Policies need to be effective, efficient and equitable. Different countries can have different combinations of policies relating to carbon taxes, carbon trading on the basis of quotas, and regulation. But the overall level of ambition needs to be strong and equitable, and there must be a strong role for trading schemes which allow international trade in greenhouse gas reduction – this trade both improves efficiency and provides incentives for developing countries to join in international action. He has an excellent section on the conditions which will enable trading schemes to work to the desired end.  The explanations of the necessity of international trading schemes as part of the mix for emission reduction were one of the highlights of the book for me, and made very clear the contribution that economists can bring to the enterprise.

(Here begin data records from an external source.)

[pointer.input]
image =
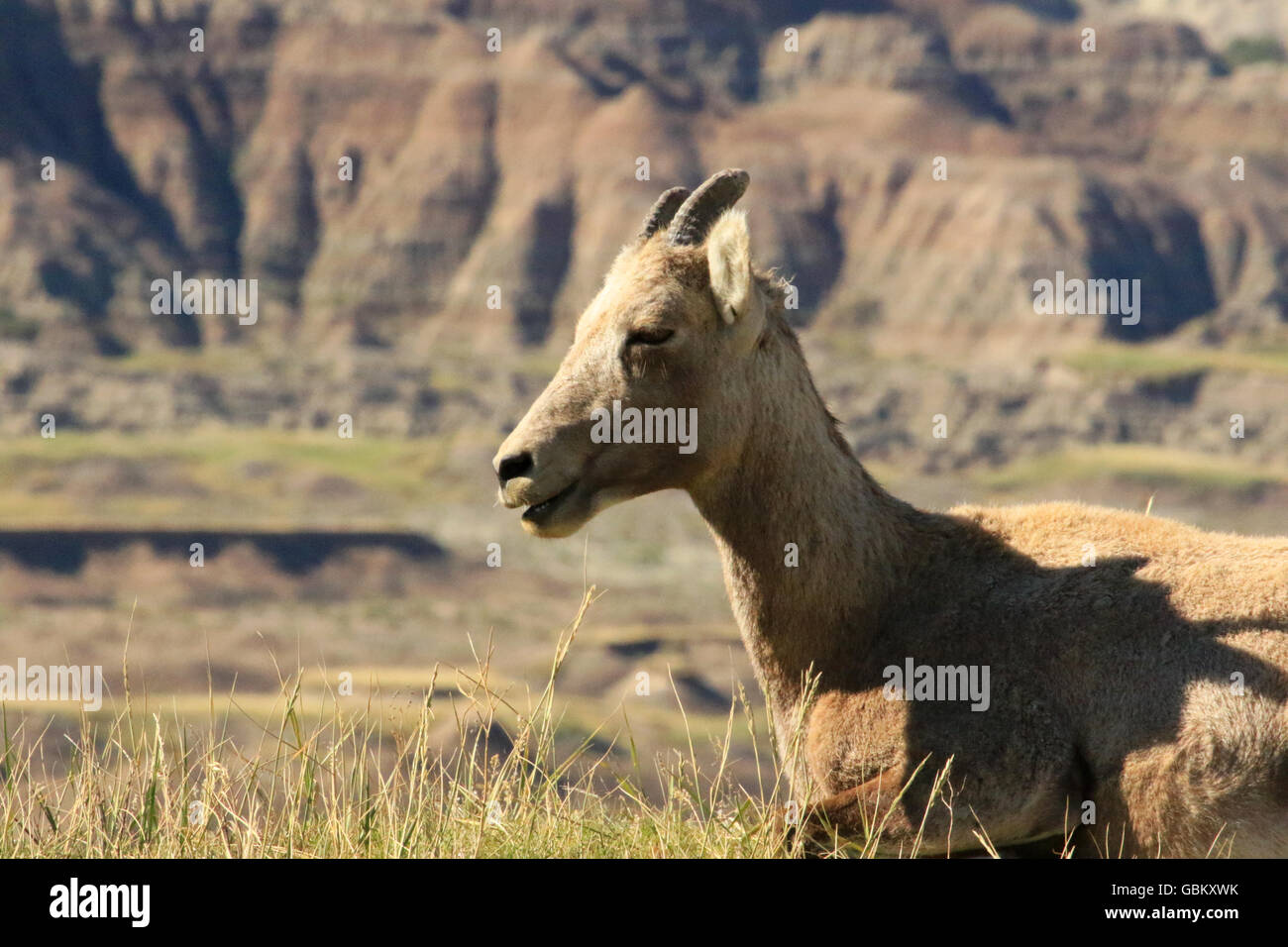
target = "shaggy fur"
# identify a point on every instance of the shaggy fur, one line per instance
(1151, 684)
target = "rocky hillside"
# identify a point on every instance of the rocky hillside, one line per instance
(515, 145)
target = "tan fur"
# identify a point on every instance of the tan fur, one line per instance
(1109, 684)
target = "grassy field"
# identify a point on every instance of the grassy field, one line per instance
(323, 781)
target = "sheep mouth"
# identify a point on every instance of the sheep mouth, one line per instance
(541, 510)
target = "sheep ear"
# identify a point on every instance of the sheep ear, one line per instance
(729, 262)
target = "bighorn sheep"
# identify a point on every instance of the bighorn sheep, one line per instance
(1150, 684)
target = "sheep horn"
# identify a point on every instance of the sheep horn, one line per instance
(662, 211)
(696, 215)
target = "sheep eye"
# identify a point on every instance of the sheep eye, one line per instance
(655, 335)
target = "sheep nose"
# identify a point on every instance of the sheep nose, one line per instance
(513, 466)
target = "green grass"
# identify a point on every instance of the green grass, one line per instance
(327, 779)
(1160, 361)
(223, 475)
(1244, 51)
(1138, 464)
(331, 783)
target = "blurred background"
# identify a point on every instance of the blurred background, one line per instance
(516, 145)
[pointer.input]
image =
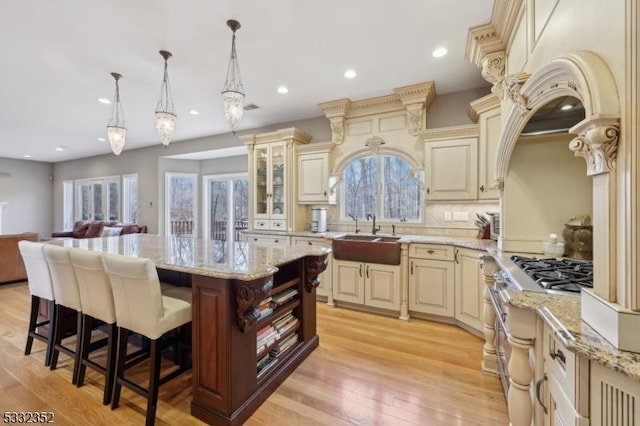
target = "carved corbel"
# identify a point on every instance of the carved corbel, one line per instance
(249, 294)
(314, 266)
(512, 85)
(599, 147)
(493, 68)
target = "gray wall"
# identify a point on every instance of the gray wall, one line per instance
(452, 109)
(28, 190)
(150, 165)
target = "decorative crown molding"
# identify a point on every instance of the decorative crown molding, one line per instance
(414, 99)
(483, 104)
(597, 143)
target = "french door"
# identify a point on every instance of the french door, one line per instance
(226, 206)
(98, 199)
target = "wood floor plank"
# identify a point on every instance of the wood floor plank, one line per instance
(368, 370)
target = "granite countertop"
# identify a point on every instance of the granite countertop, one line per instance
(562, 315)
(244, 261)
(471, 243)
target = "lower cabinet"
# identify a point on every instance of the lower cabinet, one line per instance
(326, 285)
(469, 287)
(431, 286)
(368, 284)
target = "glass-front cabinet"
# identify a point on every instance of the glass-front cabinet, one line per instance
(271, 179)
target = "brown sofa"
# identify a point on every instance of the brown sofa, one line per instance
(11, 265)
(85, 229)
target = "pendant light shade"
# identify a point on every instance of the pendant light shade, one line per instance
(116, 129)
(165, 111)
(233, 91)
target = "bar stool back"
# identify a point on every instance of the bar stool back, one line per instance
(65, 288)
(141, 308)
(97, 304)
(40, 288)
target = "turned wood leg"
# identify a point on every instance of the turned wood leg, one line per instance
(520, 405)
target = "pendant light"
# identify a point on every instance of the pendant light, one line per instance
(165, 112)
(116, 129)
(233, 91)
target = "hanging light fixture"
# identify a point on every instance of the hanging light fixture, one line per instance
(165, 113)
(116, 130)
(233, 92)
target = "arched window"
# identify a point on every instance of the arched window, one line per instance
(384, 184)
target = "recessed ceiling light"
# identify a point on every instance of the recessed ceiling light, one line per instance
(439, 52)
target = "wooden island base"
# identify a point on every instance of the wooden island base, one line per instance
(227, 388)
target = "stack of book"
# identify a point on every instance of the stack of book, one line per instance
(283, 297)
(265, 307)
(266, 336)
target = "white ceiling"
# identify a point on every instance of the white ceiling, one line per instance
(56, 58)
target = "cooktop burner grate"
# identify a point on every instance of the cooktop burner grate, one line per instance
(557, 274)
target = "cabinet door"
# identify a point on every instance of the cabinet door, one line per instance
(431, 286)
(348, 281)
(382, 286)
(262, 182)
(469, 288)
(452, 169)
(313, 172)
(278, 196)
(325, 286)
(490, 127)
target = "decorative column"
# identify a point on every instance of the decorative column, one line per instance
(489, 355)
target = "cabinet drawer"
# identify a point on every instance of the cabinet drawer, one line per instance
(431, 251)
(277, 239)
(278, 225)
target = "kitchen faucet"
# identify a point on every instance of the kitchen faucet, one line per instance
(374, 230)
(356, 219)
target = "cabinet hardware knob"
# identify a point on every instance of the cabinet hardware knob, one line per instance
(558, 354)
(538, 386)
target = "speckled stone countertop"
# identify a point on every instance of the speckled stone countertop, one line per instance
(470, 243)
(562, 315)
(229, 260)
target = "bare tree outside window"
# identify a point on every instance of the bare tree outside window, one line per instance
(400, 196)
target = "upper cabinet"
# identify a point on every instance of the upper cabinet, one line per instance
(315, 185)
(451, 163)
(272, 179)
(486, 112)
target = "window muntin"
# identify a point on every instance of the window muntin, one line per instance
(382, 185)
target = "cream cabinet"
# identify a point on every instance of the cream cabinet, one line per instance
(469, 288)
(431, 279)
(273, 180)
(567, 377)
(325, 288)
(314, 180)
(451, 167)
(368, 284)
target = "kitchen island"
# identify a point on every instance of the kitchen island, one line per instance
(232, 374)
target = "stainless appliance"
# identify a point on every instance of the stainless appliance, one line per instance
(319, 219)
(562, 276)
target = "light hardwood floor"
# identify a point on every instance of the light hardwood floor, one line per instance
(368, 370)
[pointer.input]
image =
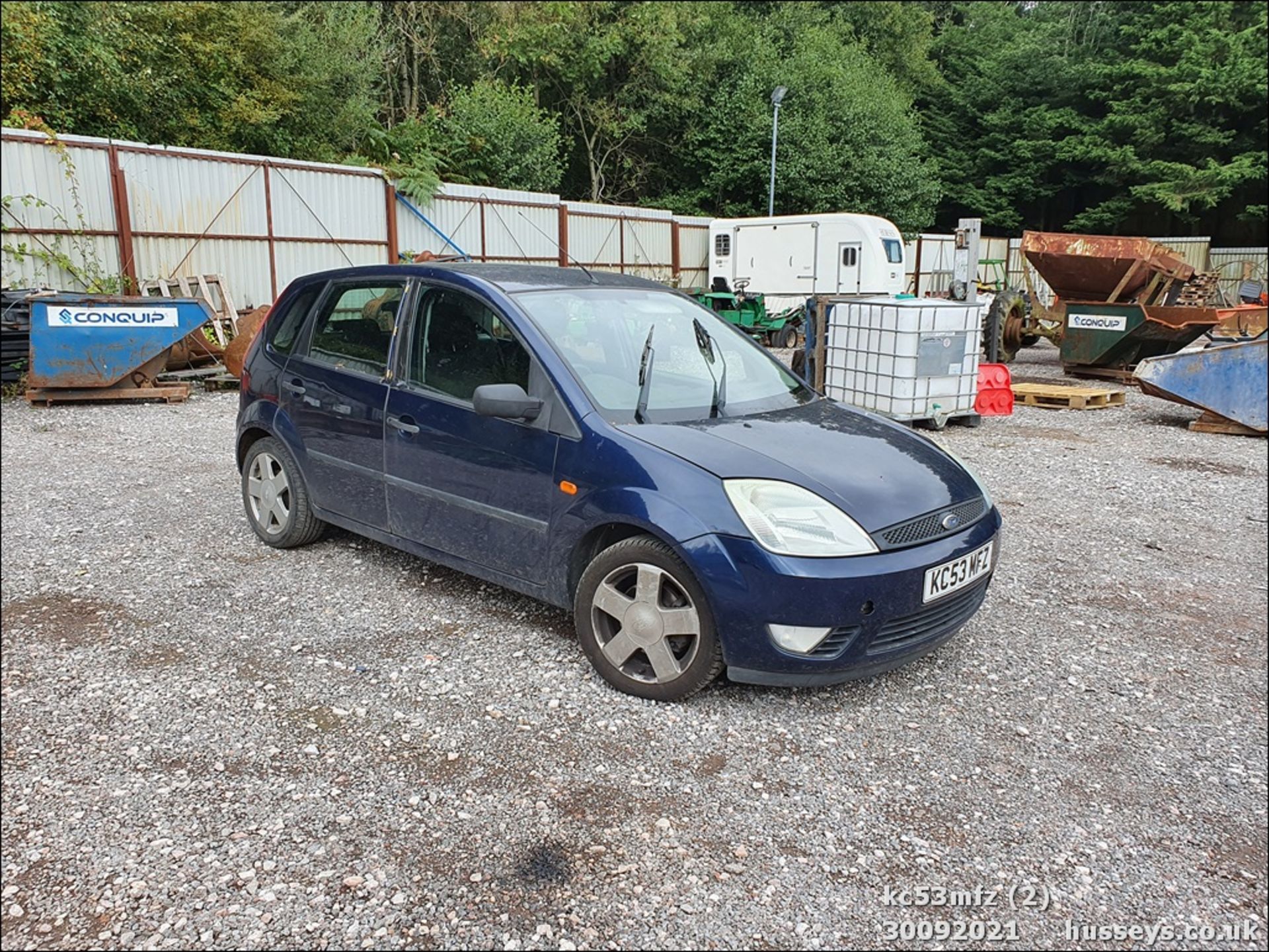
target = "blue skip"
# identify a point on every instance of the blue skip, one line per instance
(106, 348)
(1230, 381)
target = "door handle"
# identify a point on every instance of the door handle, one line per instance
(404, 423)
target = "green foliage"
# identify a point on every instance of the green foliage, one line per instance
(1091, 114)
(74, 251)
(607, 69)
(848, 137)
(495, 135)
(1104, 117)
(247, 78)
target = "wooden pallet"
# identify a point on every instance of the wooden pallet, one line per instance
(221, 382)
(1060, 397)
(1215, 423)
(174, 393)
(225, 321)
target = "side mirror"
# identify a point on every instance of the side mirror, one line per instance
(506, 400)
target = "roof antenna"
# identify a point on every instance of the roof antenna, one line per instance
(558, 246)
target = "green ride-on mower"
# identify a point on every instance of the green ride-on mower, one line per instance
(750, 314)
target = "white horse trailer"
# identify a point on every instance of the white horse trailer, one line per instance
(791, 258)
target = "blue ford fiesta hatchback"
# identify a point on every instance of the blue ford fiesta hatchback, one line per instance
(607, 445)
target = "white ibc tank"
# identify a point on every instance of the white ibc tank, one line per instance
(905, 358)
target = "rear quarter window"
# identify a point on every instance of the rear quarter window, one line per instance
(285, 328)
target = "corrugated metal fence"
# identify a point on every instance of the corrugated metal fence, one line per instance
(145, 212)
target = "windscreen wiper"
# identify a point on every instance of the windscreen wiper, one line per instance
(709, 348)
(645, 377)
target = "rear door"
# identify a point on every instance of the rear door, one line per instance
(848, 266)
(476, 487)
(334, 390)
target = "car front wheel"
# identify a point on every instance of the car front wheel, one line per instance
(644, 622)
(276, 497)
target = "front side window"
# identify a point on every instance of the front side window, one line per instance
(459, 344)
(354, 328)
(601, 334)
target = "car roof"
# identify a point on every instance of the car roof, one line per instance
(506, 277)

We must have a global deal. The world needs an overall 50% cut in emissions by 2050 relative to 1990. Towards achieving this the developed countries need to agree to a 20% to 40% reduction in their emissions by 2020 and to 80% by 2050.  Within this time frame they need to demonstrate that low carbon growth is possible and affordable.   The developing countries need to commit, subject to the developed countries’ performance, to take on targets by 2020 at the latest. Their emissions should peak by 2030, or 2020 for the better-off among them. They should be integrated into trading mechanisms both before and after their adoption of targets.

In discussing funding he focuses on three areas. First, deforestation, responsible for 20% of global emissions.  There is a need for strong initiatives, with public funding, to move towards halting deforestation now. We should prepare to to include avoided deforestation in carbon trading.  Second, technologies must be developed and shared.  Carbon capture and storage figures strongly here and elsewhere in the book. It is highly important if only because of the significance of coal for China and India and he calls for financial commitment to help fund thirty-plus new commercial-size plants in the next seven to eight years.  His final plea is that rich countries deliver on their commitments to overseas development assistance, with extra costs of development arising from climate change.

He relates climate change policy to the current economic turbulence by pointing to two key lessons. First, that the financial crisis has been developing over 20 years and surely tells us that ignoring risk or postponing action is to store up trouble for the future. Second, to grow out of the recession we need a driver of growth which is genuinely productive and valuable.  Low-carbon growth can easily be that driver.

The book is a mine of information and helpful explanation of how proposed policy measures can work. Stern has worked closely with politicians and policy makers and obviously has familiarity with how they work and think. That doesn’t mean he has been taken over by political calculations as to what is possible or not.  Quite the contrary.  He is firm on the primary responsibility of the rich nations to steer the world through to a co-operation on climate change which will both lower emissions and at the same time bring the benefits of development to the poorer nations.  He is not afraid to sound a visionary note when he considers the good that can flow to all countries if we rise adequately to the challenge of a planet in peril. I was heartened as well as informed by his book.